Two articles I read recently relate well to our roles as clergy leaders. Neither article is about Christian ministry, per se, but their relevance to who we are and what we do is unmistakable. One is from the Harvard Business Review blog http://blogs.hbr.org/cs/2010/01/three_questions_executives_sho.html. While the article is about executive performance and goal-setting, I think it speaks to how we go about our ministries. The author raises three questions at the end of the blog.

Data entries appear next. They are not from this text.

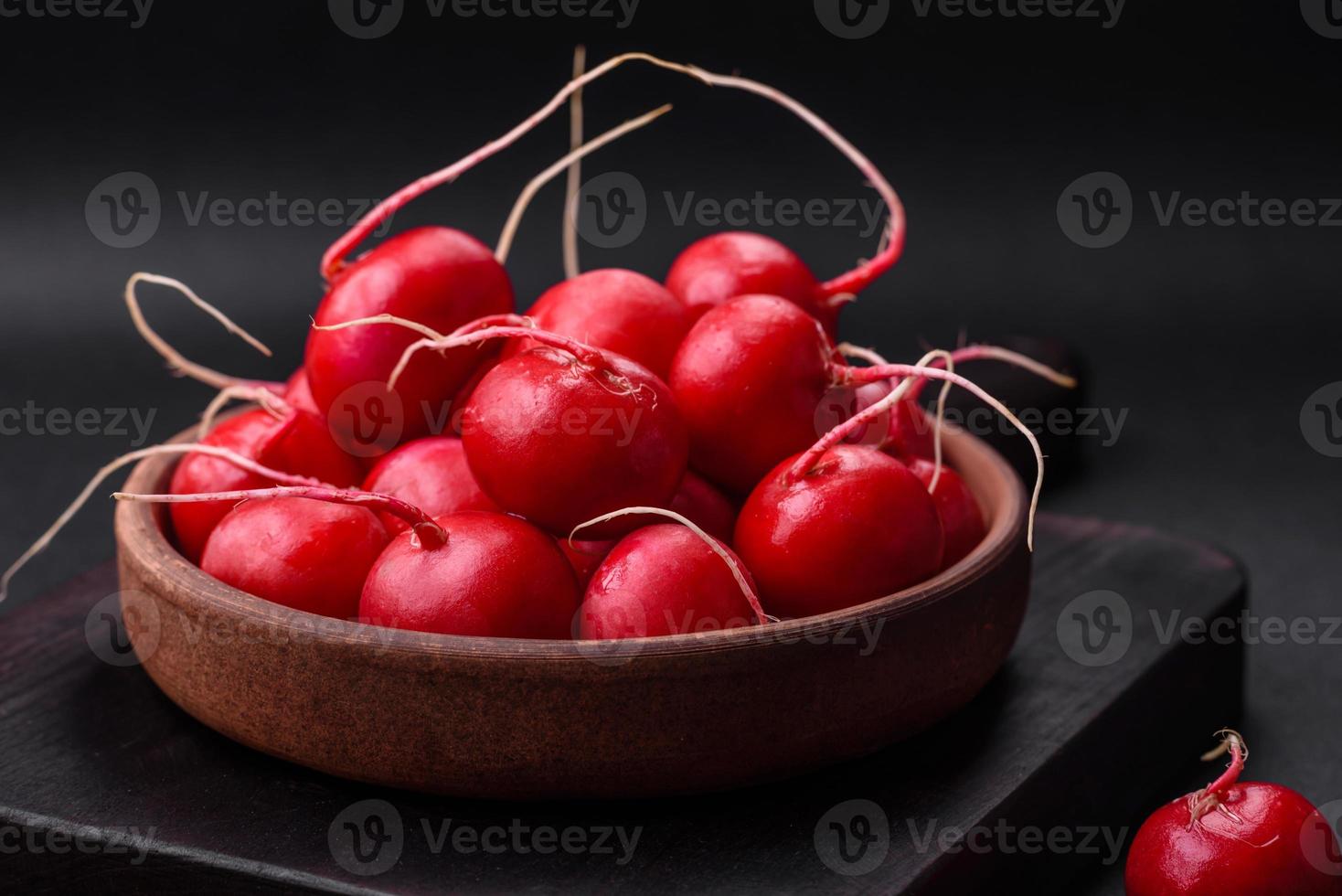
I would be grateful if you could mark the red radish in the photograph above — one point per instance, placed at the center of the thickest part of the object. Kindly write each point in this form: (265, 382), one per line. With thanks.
(304, 554)
(723, 266)
(696, 499)
(432, 475)
(433, 275)
(618, 310)
(705, 506)
(436, 278)
(667, 580)
(751, 376)
(825, 533)
(565, 432)
(584, 557)
(1235, 837)
(489, 574)
(961, 518)
(249, 464)
(748, 379)
(298, 444)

I have paraphrased them below to apply to our contexts.
1. If there was only one thing I could do to improve my ministerial leadership, what would it be and how would I make it happen?
2. If there was only one thing I could focus on to improve my ministerial leadership, what would that be and how would I make it happen?

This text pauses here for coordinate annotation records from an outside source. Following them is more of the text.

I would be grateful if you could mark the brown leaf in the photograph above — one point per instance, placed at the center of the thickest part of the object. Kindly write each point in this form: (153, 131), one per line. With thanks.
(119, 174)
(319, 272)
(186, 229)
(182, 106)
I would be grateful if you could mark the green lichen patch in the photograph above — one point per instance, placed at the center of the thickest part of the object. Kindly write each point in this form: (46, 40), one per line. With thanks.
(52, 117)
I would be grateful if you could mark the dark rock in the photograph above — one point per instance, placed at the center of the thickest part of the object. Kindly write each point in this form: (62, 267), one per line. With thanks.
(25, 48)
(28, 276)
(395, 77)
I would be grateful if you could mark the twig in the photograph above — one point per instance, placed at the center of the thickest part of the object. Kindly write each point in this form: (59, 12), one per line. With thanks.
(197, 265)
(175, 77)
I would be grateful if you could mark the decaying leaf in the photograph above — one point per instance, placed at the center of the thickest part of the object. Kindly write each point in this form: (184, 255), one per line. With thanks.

3. What messages am I not listening to or refusing to confront in my ministry and leadership of others and how am I going to overcome that this year?
I think good clergy leadership requires us to challenge ourselves with such questions, especially the third one. I might suggest we all need an “inbox,” what organizational theorists call openness to feedback. Such openness allows us to adapt our leadership style to the context and competency of the people we lead.
The other article is from January issue of the Atlantic Monthly entitled: What Makes a Great Teacher? http://www.theatlantic.com/doc/print/201001/good-teaching I commend the entire article to you, but I would sum up how the author answered the question in the title with one word: relentlessness. Great teachers have different personalities and skill sets, different approaches to the discipline, but the one variable they all have in common is relentlessness. For how that relates to our ministries, we might refer to St Paul in Romans 5:4. St Paul calls this upomonh, which is often translated endurance, but I prefer stick-to-it-tiveness. Come what may, cost what it will, we remain committed to the Gospel of Jesus Christ.
These two articles indicate for me just how challenging the art of leading congregations truly is. On one hand, we must remain open to feedback and always ready to listen to those we serve if we are going to be effective leaders. On the other hand, we must have what our Eucharistic dismissal calls singleness of heart, the capacity to endure singularly in our commitment to the Gospel of our Lord & Savior Jesus Christ.
No one ever said this was easy! We have one of the most challenging vocations imaginable, what John Snow called The Impossible Vocation. God bless us all!